Even without sharing a language, we still communicated. There was a silent understanding—like they had my back.
And then I went to Varanasi. I don’t think I’ve ever felt what I felt there. Being by the Ganga, knowing my ancestors’ ashes were spread across that river—it was surreal. Knowing the Buddha gave his first sermon there. Knowing this was the land of Shiva, where he chose to live on Earth. The city is known for being ancient, one of the oldest living civilizations in the world. Ancient. Holy. Alive. I felt it in the streets. In the air. I felt renewed. I felt cleansed. I felt God.
I traveled into the Himalayas for a yoga teacher training and ended up injuring my back during Virabhadrasana III—Warrior Three. It’s a pose about balance, strength, focus. But I wasn’t present. I moved too fast. I wasn’t listening to my body. And just like that, I was on bed rest in the foothills of the Himalayas. I rode to the doctor on a motorbike, unsure how I’d make it out — let alone fly again. But every morning, I’d wake up, stare at the mountain peaks, and feel something shift. Even in stillness, I felt mesmerized. Humbled. Held.
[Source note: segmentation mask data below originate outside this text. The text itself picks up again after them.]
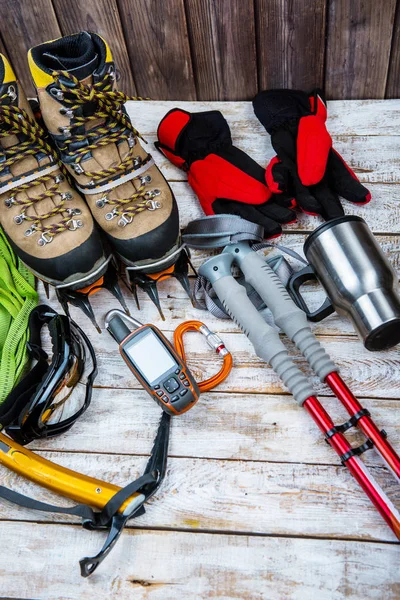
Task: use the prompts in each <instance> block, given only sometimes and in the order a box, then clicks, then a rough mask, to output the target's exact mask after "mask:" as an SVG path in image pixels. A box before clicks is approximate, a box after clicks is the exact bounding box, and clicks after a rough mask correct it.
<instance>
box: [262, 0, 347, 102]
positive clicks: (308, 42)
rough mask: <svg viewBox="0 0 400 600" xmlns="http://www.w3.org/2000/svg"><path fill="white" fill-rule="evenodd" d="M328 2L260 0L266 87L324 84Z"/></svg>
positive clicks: (263, 82)
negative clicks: (324, 66)
mask: <svg viewBox="0 0 400 600" xmlns="http://www.w3.org/2000/svg"><path fill="white" fill-rule="evenodd" d="M326 4H327V3H326V2H325V0H315V1H314V2H304V1H303V0H295V1H294V2H293V0H272V1H271V0H256V3H255V6H256V18H257V23H258V27H257V43H258V52H259V65H258V72H259V82H260V88H261V89H262V90H264V89H271V88H272V89H273V88H282V87H287V88H294V89H301V90H302V89H304V90H311V89H313V88H316V87H319V88H322V87H323V85H324V64H325V35H326V31H325V29H326ZM283 56H284V57H285V60H282V57H283ZM335 97H336V96H335Z"/></svg>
I returned to Rajasthan. I felt creatively alive there. Then back to Maharashtra. To Pune. To my state. My birthplace.
I wore colors I never wore back home. Bright ones. Bold ones.
And then there was a boy.
It felt like it was meant to happen. A silent knowing I couldn’t ignore. We met one day in Mumbai—like meeting an old friend. It was natural. Chill. Like catching up with one of the old homies. On the way back to my AirBnB, he caught a ride with me. We were both heading north. Sitting in the backseat, I looked at him and said, “You’re an emotional one, aren’t you.”
He smiled. “How’d you know?”
He gave me a wallet—one he’d been traveling with. It had an eye on it, like Kali’s eye. He said it looked like mine. He said that’s why he bought it.
We parted ways but kept in touch. He offered to help document my story—my return. I didn’t know that I’d run into him again—on a beach in Goa, under the moonlight, like something out of a movie. He kept me waiting (I was annoyed), but still—there was comfort in having a friend in the motherland.
He was into photography. Storytelling. The raw and the real. And he had a story, too—though I didn’t know it yet.